I installed my laptop last week, and have not managed to solve the problems that my fairly trivial usage on that system shows up, so it will be a while (or maybe never) before I put it on my desktop.
The most obvious problem was that the screensaver was asking me for a password whenever I came back to it. I couldn't find a screen where I could tell it not to do that.
I also found a couple of times where the machine was hung when I came back after being gone for a while, so I removed xscreensaver, and went with gnome-screensaver, which does have a screen to tell it not to ask for a password, but it ignores it.
The machine also hung in gnome-screensaver, so I told it not to run. But it's still asking me for a password.

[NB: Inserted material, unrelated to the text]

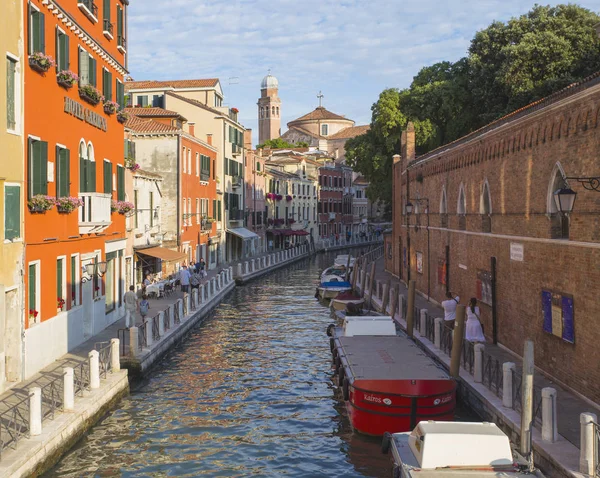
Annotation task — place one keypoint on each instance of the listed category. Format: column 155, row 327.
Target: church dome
column 269, row 81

This is not behavior I can put up with on the desktop, and if just going away from the computer is going to break things this badly, I would say the distribution probably got inadequate testing.
On the other hand, I haven't yet found any major problems when I'm actually using the computer. Firefox, rhythmbox, and Adobe digital editions under Wine all work fine. There's one little glitch with the firefox packaging -- you expect there to be a little firefox icon at the top of the screen. There is a firefox button, but it's blank. This is the kind of problem you expect to encounter in a new distribution. Changing your screensaver options on you with no path to get them back again is not.
Apparently there are people in the world for whom this upgrade was easier than the one last April, but I'm not one of them.